Trouble interpreting a custom language.

Started by
8 comments, last by deus.ex.nova 11 years, 4 months ago
This problem has been driving me insane. I am trying to figure out how to interpret a simple, custom language. Basically I need to feed a text file that has the code, and then tokenize and execute the code accordingly. Here are the rules of the language:

  • START and FINISH blocks define different levels of scope.
  • COM represents single line comments.
  • VAR indicates a variable declaration (i.e. VAR myVariable). Variables and their values are stored in a hash table.
  • PRINT Prints to the console either the value of a variable (e.g. PRINT myVariable) or the result of an expression (e.g. PRINT myVariable + 25).
  • Expressions are limited unary and binary arithmetic, and values are integers.
  • All tokens are separated by a space or newline.
  • Operators include:

    • Assignment " = " (e.g. myVariable = 15)
    • Increment " ++ " (e.g. myVariable ++)
    • Decrement " -- " (e.g. myVariable --)
    • Addition " + "
    • Subtraction " - "
    • Multiplication " *"
    • Division " / "
    • Modulo " % "
    • Power/Exponent " ^ "


I'm having trouble figuring out how I should handle tokens that operate in different ordering, like PRINT myVar vs. thirdVar = firstVar * secondVar (where the operators lie between the operands). Lately I've been trying to recursively execute a function (returns an int) that does a different operation depending on the token that is extracted, but I run into some problems of tracking what the operand was preceding an multiplication operator.

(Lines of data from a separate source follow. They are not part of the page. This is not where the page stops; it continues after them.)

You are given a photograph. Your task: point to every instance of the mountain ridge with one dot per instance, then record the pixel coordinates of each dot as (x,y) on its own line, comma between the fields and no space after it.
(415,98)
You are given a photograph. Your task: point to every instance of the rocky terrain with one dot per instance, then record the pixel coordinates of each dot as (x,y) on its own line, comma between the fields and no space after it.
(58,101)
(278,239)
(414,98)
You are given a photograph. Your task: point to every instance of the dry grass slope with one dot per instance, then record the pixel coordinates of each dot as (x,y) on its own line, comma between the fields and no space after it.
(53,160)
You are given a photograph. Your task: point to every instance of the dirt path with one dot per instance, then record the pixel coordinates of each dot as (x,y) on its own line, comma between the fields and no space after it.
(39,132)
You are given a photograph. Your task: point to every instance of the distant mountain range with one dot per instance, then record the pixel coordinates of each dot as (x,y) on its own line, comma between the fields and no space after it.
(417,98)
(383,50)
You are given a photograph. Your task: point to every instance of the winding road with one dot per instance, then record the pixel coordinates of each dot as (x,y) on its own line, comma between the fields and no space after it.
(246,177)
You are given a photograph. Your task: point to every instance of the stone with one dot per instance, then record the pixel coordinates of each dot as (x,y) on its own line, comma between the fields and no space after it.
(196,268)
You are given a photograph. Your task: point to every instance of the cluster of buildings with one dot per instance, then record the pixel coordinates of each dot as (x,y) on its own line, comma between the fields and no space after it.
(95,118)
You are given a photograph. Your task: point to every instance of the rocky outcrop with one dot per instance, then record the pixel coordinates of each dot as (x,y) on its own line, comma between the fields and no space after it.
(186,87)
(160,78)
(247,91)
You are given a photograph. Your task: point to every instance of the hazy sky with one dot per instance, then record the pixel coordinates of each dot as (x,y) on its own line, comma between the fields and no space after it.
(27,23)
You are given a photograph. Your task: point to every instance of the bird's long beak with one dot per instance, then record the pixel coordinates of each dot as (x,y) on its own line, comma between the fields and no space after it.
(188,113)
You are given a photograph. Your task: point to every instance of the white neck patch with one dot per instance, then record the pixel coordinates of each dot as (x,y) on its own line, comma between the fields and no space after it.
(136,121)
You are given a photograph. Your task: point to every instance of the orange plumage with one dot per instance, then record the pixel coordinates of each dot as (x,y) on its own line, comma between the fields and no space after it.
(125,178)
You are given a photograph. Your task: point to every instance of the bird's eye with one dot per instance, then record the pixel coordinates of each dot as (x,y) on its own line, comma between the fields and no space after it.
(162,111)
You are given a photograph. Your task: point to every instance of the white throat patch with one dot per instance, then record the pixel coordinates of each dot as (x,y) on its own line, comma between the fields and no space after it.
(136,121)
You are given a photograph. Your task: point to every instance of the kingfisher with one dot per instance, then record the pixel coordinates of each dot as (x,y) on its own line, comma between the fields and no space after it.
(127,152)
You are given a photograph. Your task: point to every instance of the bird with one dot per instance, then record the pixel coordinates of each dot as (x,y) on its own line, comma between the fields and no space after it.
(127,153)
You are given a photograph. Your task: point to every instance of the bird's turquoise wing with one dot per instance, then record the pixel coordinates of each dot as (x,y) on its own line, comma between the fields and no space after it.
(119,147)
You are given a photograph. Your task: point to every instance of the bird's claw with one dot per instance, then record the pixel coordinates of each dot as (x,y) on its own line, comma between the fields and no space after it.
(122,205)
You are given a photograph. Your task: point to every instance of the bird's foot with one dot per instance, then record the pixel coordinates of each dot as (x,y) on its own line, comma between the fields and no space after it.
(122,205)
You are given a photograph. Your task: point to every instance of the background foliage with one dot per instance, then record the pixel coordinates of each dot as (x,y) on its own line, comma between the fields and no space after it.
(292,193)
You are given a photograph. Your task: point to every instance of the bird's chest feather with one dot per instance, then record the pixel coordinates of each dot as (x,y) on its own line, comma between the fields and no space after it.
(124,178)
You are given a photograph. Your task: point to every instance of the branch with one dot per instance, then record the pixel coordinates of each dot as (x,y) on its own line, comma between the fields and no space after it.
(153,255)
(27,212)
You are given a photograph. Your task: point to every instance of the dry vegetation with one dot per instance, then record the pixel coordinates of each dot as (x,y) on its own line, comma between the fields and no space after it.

I also had the idea of pushing tokens that I extract onto 2 separate stacks - one for keywords/operators and the other for variable and literal values. Then after tokenizing the line of code, the program would continuously pop a keyword/operator off the stack and execute an "if" block that matched that token. I can't exactly remember what problems I encountered with this approach, because I obviously didn't use it.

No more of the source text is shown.